有利な可能性が高い選択肢: 外国税額控除(FTC)
ケース2:中・低所得者の場合(例:年収10万ドル)
年収がFEIEの上限額(2024年は$126,500)を下回る場合、FEIEを選択すれば、ほとんどの勤労所得が米国の課税対象から除外されます。これにより、米国の所得税負担を大幅に軽減、あるいはゼロにできる可能性があります。

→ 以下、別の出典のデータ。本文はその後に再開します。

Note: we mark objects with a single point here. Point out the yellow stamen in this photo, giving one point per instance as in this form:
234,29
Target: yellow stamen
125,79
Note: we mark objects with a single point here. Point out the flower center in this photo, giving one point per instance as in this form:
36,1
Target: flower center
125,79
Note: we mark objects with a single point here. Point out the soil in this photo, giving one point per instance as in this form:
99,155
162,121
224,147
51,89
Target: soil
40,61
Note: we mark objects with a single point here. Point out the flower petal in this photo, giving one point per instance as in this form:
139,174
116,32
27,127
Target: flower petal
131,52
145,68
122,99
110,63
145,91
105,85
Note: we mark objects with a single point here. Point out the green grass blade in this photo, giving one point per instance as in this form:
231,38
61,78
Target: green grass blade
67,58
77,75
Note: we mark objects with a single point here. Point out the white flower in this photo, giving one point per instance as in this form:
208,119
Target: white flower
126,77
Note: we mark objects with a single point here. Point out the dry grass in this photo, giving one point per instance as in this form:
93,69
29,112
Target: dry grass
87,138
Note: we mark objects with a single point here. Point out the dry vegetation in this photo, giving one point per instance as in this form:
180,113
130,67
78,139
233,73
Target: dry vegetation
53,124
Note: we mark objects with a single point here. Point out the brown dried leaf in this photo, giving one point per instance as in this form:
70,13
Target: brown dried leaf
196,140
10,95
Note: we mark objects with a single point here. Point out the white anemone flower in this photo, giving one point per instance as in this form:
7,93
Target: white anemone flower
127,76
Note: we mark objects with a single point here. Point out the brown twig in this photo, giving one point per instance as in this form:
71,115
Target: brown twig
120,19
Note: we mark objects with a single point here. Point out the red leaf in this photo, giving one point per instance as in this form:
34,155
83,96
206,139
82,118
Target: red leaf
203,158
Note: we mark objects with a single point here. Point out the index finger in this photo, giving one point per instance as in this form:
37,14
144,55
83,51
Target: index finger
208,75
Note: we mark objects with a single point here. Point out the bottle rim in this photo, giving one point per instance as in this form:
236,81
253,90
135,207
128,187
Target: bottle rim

計算も比較的シンプルです。
有利な可能性が高い選択肢: 外国勤労所得控除(FEIE)
考慮すべきその他の要素
- 家族構成と扶養家族: 扶養家族の有無や数によって、利用できる控除やクレジットが変わります。
- 他の所得源: 不動産収入や投資収入など、勤労所得以外の所得がある場合、FTCの適用範囲が広がる可能性があります。
- 州税の有無: 米国に居住していた州によっては、州税の申告義務が残る場合があります。
- 将来的な米国帰国予定: 将来的に米国に戻る予定がある場合、ソーシャルセキュリティ税の支払い履歴は重要です。FEIEを選択すると、この履歴に影響が出る可能性があります。
- 日本の社会保険料: 日本で支払う社会保険料(厚生年金、健康保険)は、米国の税務上、控除対象となる場合があります。
専門家への相談の重要性
FTCとFEIEのどちらが最適かは、個々の所得、家族構成、居住状況、将来の計画など、多岐にわたる要因によって異なります。また、税法は頻繁に改正されるため、常に最新の情報を把握しておく必要があります。誤った選択は、不必要な税負担やIRSからの追徴課税につながる可能性があります。
そのため、ご自身の状況に合わせた最適な税務戦略を立てるためには、経験豊富な米国税理士(EA)または公認会計士(CPA)に相談することを強くお勧めします。専門家は、複雑な税法を理解し、お客様の状況に最も適した選択肢を提案し、正確な申告をサポートします。